The other is about the open and inclusive working style in hosting the summit. It is important for us to pool the wisdom and listen to all parties if we want to make the summit successful. China attaches importance to all sorts of views and respects all sorts of voices. China has been working closely with other G20 members as well as guest countries and international organizations, which deepened mutual understanding and enhanced the ground for cooperation. Six supporting events, i.e. the B20 business forum, the Women 20, the Labor 20, the Civil 20, the Youth 20 and the Think-tank 20, will be held. We hope participation in these events from across the social spectrum will broaden the basis for common ground.

By the time we spoke, a number of G20 outreach dialogues have been held under China's initiative. We visited the UN General Assembly, the AU Headquarters, G77, LDCs, landlocked countries and small island states, and as many people as possible to brief them on the Hangzhou Summit and listen to their views and suggestions. These outreach dialogues have covered almost all UN member states, the over 130 developing countries in particular.
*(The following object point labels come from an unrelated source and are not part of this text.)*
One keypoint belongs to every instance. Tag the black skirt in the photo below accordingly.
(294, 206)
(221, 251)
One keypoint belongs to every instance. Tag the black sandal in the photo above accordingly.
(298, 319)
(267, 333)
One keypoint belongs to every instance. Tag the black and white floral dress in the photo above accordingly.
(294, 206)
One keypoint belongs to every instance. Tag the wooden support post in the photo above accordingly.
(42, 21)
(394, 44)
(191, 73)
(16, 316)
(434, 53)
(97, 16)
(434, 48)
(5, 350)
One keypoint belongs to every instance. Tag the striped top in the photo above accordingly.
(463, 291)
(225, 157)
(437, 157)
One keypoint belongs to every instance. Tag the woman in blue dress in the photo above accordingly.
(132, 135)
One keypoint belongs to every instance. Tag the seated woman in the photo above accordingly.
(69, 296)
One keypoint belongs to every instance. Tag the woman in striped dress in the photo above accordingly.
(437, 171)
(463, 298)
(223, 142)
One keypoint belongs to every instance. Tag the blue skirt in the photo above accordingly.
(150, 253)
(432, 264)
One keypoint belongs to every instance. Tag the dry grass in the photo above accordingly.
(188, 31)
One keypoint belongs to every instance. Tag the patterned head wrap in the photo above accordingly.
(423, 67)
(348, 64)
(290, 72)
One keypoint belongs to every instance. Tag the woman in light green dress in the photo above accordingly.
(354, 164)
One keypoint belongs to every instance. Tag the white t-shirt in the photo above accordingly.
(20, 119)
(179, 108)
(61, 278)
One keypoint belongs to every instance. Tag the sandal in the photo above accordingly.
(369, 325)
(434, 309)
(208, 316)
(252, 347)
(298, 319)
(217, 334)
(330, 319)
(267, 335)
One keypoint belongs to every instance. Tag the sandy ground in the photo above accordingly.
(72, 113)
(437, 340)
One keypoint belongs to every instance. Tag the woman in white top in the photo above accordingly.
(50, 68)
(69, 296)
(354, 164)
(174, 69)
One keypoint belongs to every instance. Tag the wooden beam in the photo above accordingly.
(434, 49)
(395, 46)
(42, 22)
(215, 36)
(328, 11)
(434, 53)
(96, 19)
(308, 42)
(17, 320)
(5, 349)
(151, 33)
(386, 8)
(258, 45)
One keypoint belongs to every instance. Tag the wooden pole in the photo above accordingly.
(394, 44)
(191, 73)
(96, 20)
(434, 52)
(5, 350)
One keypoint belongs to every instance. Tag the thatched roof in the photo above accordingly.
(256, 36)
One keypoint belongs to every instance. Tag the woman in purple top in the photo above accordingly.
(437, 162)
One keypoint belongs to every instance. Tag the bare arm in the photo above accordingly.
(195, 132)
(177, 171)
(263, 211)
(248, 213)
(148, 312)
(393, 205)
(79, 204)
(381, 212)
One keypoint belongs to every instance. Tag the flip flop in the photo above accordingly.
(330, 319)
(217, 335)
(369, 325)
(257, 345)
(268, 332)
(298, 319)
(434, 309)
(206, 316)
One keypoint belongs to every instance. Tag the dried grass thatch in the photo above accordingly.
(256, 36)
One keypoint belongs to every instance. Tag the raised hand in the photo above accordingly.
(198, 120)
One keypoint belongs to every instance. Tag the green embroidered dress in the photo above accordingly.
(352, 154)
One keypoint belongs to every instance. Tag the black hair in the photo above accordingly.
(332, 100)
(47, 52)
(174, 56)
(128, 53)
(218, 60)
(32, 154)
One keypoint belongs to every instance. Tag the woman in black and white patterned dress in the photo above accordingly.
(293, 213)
And China will continue to listen widely to other parties at such forum like this year's Summer Davos.

Dear Friends,

The Chinese often say that "the last couple of miles on the journey might be the most difficult". Preparations leading up to the summit are crucial and require even more hard work. We also believe that "the fire will run high if all hands add wood to it." A successful summit won't be possible without the strong support and coordination of other parties. China will continue to work with other parties in an open, inclusive and transparent manner, and will increase communication and coordination with them to ensure a successful summit, one that will deliver win-win outcomes to all G20 members and help move the world economy one step closer to strong, sustainable and balanced growth. We have full confidence that the goal will be met.

With this, the scroll of the Hangzhou Summit is to unfold. I look forward to welcoming you all in September.